Dental implants improve biting pressure if you wear dentures and increase the comfort and fit of your replacement teeth as they prevent them from slipping out of place. Implant surgery is usually performed by an oral surgeon or a periodontist and in some cases by general dentists. Each implant is surgically placed into the jawbone to serve as an anchor for the post that will support the replacement teeth. This procedure is usually followed by a three- to six-month healing period to allow the bone tissue to attach to and grow around the implants, a process called osseointegration which, over time, provides stability for the implant. Once the jawbone has healed firmly around the implants, a small post which protrudes above the gum line is attached to each implant. When the gums have healed from this procedure, the replacement teeth or dentures are attached to the posts. With proper oral hygiene and care, dental implants have been shown to be an effective alternative for lost teeth.
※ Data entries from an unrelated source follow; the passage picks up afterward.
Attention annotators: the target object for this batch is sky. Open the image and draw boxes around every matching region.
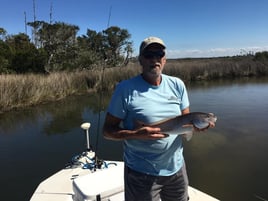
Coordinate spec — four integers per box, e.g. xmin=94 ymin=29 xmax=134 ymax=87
xmin=0 ymin=0 xmax=268 ymax=58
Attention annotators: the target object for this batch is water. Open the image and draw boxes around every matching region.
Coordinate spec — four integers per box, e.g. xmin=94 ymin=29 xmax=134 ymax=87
xmin=0 ymin=79 xmax=268 ymax=201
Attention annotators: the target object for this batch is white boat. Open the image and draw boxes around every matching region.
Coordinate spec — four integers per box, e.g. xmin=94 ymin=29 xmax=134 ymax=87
xmin=30 ymin=123 xmax=218 ymax=201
While the law states clearly that dental records are owned by the dentist who owns the practice, you do have the legal right to access to your records. Copies may be obtained upon request, although you may be charged the cost of copying.
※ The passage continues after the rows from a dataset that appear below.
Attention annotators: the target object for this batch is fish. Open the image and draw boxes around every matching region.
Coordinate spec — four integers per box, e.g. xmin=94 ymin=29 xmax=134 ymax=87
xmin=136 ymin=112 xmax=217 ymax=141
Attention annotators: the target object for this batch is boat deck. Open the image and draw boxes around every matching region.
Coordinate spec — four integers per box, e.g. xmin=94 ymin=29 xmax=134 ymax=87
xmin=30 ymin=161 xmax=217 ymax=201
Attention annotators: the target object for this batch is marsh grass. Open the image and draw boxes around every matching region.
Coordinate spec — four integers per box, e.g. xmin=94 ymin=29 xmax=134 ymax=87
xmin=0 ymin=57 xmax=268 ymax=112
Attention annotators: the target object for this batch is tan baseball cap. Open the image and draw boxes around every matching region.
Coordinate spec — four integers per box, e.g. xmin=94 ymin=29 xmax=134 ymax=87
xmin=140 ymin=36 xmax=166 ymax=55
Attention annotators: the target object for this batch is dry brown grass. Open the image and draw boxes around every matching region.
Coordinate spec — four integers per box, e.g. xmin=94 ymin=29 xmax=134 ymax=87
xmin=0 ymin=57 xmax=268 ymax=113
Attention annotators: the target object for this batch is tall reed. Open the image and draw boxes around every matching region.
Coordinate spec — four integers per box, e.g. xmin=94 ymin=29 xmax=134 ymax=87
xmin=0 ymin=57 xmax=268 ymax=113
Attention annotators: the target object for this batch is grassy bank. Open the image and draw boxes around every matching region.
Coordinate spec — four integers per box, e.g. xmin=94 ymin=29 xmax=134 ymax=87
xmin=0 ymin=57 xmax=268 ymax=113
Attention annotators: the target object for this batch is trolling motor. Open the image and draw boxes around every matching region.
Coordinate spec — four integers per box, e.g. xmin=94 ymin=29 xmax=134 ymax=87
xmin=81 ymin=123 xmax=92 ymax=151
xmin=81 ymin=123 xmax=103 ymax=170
Although your dentist may perform basic orthodontic treatments, they will refer you to an orthodontist if they feel it is necessary. An orthodontist is a dental specialist with 2 to 3 years of extra university training in the diagnosis, prevention, and treatment of jaw misalignment and dental irregularities. These specialists perform orthodontic treatment every day so they have the knowledge and experience to deal with mild to complicated orthodontic problems.
There is little to worry about when it comes to having X-rays taken at the dentist. The X-ray machine uses a high-speed sensor and targets a precise area of your jaw so that the amount of time you are exposed to radiation is minimal, and, just to be safe, the use of the lead apron and collar provides you with even more protection. Radiation exposure during a dental x-ray is quite small compared with that received normally from natural background sources.
Safe, durable, and relatively inexpensive, dental amalgam—often referred to as silver fillings—has been in use for 150 years and is the most common type of filling used in Canada. Over the years some worries have been raised due to the materials that are used in the composition of the filling, but scientific studies have demonstrated that amalgam fillings are safe to use.
Fluoride treatment—which comes in the form of gel, foam or liquid—is applied to the teeth during a check-up to help in the prevention of cavities. When you take your child in for their check-up, your dentist will talk with you to assess your current exposure to fluoride and determine whether your child needs treatment. For further information on fluoride, please consult the Canadian Dental Association ( http://www.cda-adc.ca/en/oral_health/faqs/fluoride_faqs.asp).
In addition to dentists who are in general practice, there are nine recognized dental specialties:
- Endodontics – Root canal treatment and related surgeries.
- Oral and Maxillofacial Surgery – Specialized surgery of the mouth, face, and jaw.
- Oral Pathology – Diagnosis and treatment of diseases of the mouth and jaw.
- Oral Radiology – Analysis and interpretation of X-rays of the teeth and jaws.
- Orthodontics and Dentofacial Orthopedics – Diagnosis, interception, and treatment of all forms of malpositioned teeth and jaws.
- Pediatric Dentistry – Dentistry for infants, children, adolescents, and special needs patients.
- Periodontics – Diagnosis, prevention, and treatment of gum disease.
- Prosthodontics – Replacement of missing teeth and restoration of function and appearance.
- Public Health Dentistry – Promotion of oral health through organized community programs.